Selon le projet, les financements étrangers seront dorénavant soumis à une autorisation écrite de la CTAF, dont la mission n’est pas, en principe, de contrôler les mouvements financiers en amont mais quand ils sont signalés par les banques. Une complexité supplémentaire qui devrait avoir un fort impact sur les activités des associations et ONG étrangères installées en Tunisie. « C’est une manière de couper les ponts avec des organismes dont le regard peut déranger les autorités », explique un ancien de Reporters sans frontières (RSF).

Des observateurs estiment que cette refonte du décret 88 qui introduit la notion d’ »institutions nationales d’utilité publique » sert le projet présidentiel d’entreprises citoyennes destinées à gérer des initiatives locales collectivement avec la participation de l’État.

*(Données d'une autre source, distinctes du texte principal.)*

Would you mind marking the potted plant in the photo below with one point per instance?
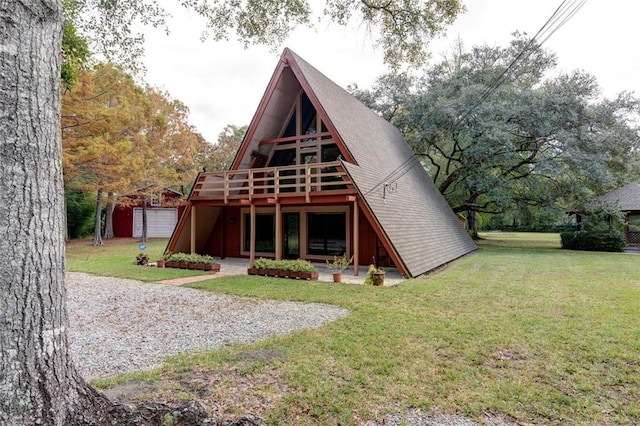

Le texte va plus loin et vise également les campagnes électorales : les membres des bureaux des associations ne peuvent briguer un mandat s’ils n’ont pas cessé leur activité associative trois ans avant le scrutin auquel ils veulent concourir. « La société civile est considérée comme partisane ; les effets de cette diabolisation sont terribles, surtout quand on vise à établir une démocratie directe », souligne un activiste du Kef qui, si ce texte était promulgué, ne pourrait pas poursuivre son combat pour l’environnement au niveau des collectivités locales.